Member of the Senate for Veracruz
- In office 1 September 2006 – 31 August 2012
- Preceded by: Noemí Guzmán Lagunes
- Succeeded by: Héctor Yunes Landa

Personal details
- Born: 12 July 1954 Ángel R. Cabada, Veracruz, Mexico
- Died: 24 May 2026 (aged 71)
- Party: PRD
- Spouse: Yazmín Copete Zapot [es]
- Occupation: Politician

= Arturo Herviz Reyes =

Mexican politician (1954–2026)

Arturo Herviz Reyes (12 July 1954 – 24 May 2026) was a Mexican politician affiliated with the Party of the Democratic Revolution (PRD).

==Life and career==
Herviz Reyes was a native of Ángel R. Cabada, Veracruz. (Note: According to his congressional profiles. Other sources report he was born in Zapotlanejo, Jalisco.) Between 1995 and 1998 he served in the Congress of Veracruz.
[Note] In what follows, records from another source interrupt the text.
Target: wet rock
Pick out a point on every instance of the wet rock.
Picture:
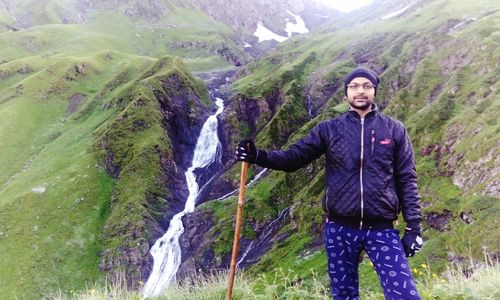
(197, 225)
(466, 217)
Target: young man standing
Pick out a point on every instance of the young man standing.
(370, 179)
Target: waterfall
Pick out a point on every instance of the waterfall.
(166, 251)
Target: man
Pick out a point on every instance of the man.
(370, 179)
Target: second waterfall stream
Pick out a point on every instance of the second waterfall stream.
(166, 251)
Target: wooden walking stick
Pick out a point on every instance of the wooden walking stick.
(236, 239)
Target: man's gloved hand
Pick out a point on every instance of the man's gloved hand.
(412, 242)
(246, 151)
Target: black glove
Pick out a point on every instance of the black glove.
(246, 151)
(412, 242)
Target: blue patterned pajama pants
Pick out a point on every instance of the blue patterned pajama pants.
(383, 246)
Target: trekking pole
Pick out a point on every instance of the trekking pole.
(236, 239)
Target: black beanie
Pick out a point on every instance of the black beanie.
(362, 72)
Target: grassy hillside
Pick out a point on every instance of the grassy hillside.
(88, 156)
(435, 62)
(66, 82)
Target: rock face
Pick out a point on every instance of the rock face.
(197, 225)
(172, 105)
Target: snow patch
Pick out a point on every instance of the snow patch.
(264, 34)
(298, 27)
(396, 13)
(38, 190)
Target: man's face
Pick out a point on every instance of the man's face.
(360, 93)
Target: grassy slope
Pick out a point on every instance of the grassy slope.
(395, 49)
(51, 240)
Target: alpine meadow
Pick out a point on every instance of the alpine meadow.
(103, 108)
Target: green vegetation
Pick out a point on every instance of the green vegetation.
(80, 101)
(452, 284)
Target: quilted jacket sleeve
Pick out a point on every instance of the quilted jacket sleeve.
(406, 179)
(309, 148)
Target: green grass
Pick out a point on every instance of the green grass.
(283, 284)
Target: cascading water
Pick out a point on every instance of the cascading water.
(166, 251)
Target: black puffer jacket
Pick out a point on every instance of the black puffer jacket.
(370, 168)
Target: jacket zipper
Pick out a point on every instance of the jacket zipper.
(373, 142)
(361, 171)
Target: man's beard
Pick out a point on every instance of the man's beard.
(362, 107)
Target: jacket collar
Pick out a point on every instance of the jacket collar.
(354, 114)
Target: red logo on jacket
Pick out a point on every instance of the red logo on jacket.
(385, 142)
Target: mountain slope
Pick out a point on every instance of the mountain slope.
(435, 60)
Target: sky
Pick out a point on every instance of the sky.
(346, 5)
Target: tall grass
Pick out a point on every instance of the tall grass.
(474, 281)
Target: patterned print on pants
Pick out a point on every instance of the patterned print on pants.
(383, 246)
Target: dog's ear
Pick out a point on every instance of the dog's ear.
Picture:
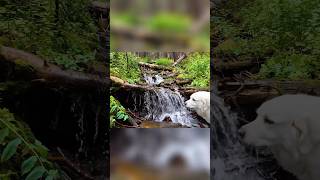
(303, 140)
In 1998 he contended for the governorship of Veracruz, representing an alliance between the PRD and the Authentic Party of the Mexican Revolution (PARM), but lost to Miguel Alemán Velasco of the PRI.
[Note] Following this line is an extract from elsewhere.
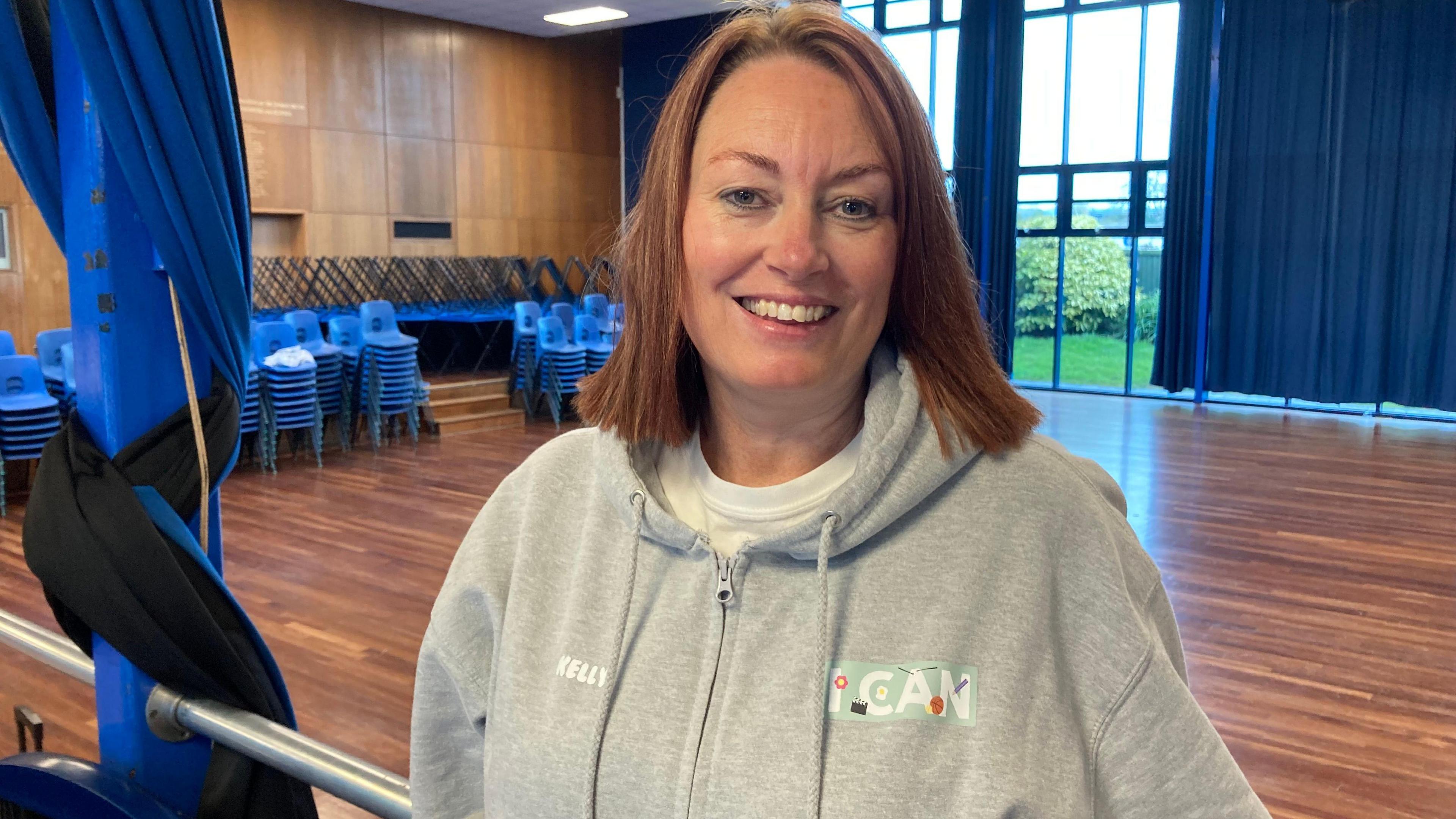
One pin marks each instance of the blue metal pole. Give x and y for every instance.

In the 2000 general election, Herviz Reyes was elected to a plurinominal seat in the Chamber of Deputies for the duration of the 58th Congress. In 2006–2012 he served as a senator during the 60th and 61st Congresses, representing Veracruz.

He also served three terms as municipal president of Ángel R. Cabada: 1991–1994, 2004–2006, and 2018–2021.

Herviz Reyes died from a heart attack on 24 May 2026, at the age of 71.